That phrase — basic principles of consent — has become the connective thread running through nearly every AI dispute in the industry since. It sits at the center of a 2026 agreement between studios and the actors' union that permits synthetic performers only when they add "significant additional value" to a production, and requires advance notice before any actor's performance can be used to train an AI model. Union leadership has called it a meaningful win. Critics inside the union call the standard vague enough that studio lawyers can define "significant additional value" however suits them, with no clear compensation floor attached regardless of the outcome.

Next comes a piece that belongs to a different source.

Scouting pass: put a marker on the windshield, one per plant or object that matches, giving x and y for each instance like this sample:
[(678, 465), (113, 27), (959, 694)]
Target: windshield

What's striking is that this isn't a simple two-sided fight between "technology" and "creatives." The actual camps are messier than that. Some filmmakers treat AI purely as a production tool — something that absorbs tedious, expensive work while keeping human creative judgment firmly in charge of the final product. Others have made more provocative predictions, suggesting fully AI-generated lead performances could eventually command real box office attention on their own merits. Meanwhile, a separate industry effort — a registry allowing performers to formally control how their likeness can and can't be used in AI systems — has emerged as one of the few concrete tools actors have to draw a line, even as its long-term enforceability remains untested.

The legislative fight is happening in parallel, and it's just as unsettled. A federal task force has challenged individual states' performer-protection laws as unconstitutional overreach, even as advocates simultaneously push a federal likeness-protection bill through Congress. It's the kind of contradiction that tends to show up whenever a technology moves faster than the legal system built to govern it: state and federal approaches pulling in different directions at the same time, with performers caught navigating both.

The honest read on where this stands: there isn't a coherent Hollywood position on AI right now, and pretending otherwise oversimplifies a genuinely split industry. Studios are publicly emphasizing artist-centered, consent-driven AI development, while simultaneously building and funding the tools whose long-term effect on acting, writing, and production labor remains completely unresolved. Both things are true at once, which is exactly why this keeps making headlines instead of settling down — nobody involved has actually agreed on what the rules are, only that rules are urgently needed.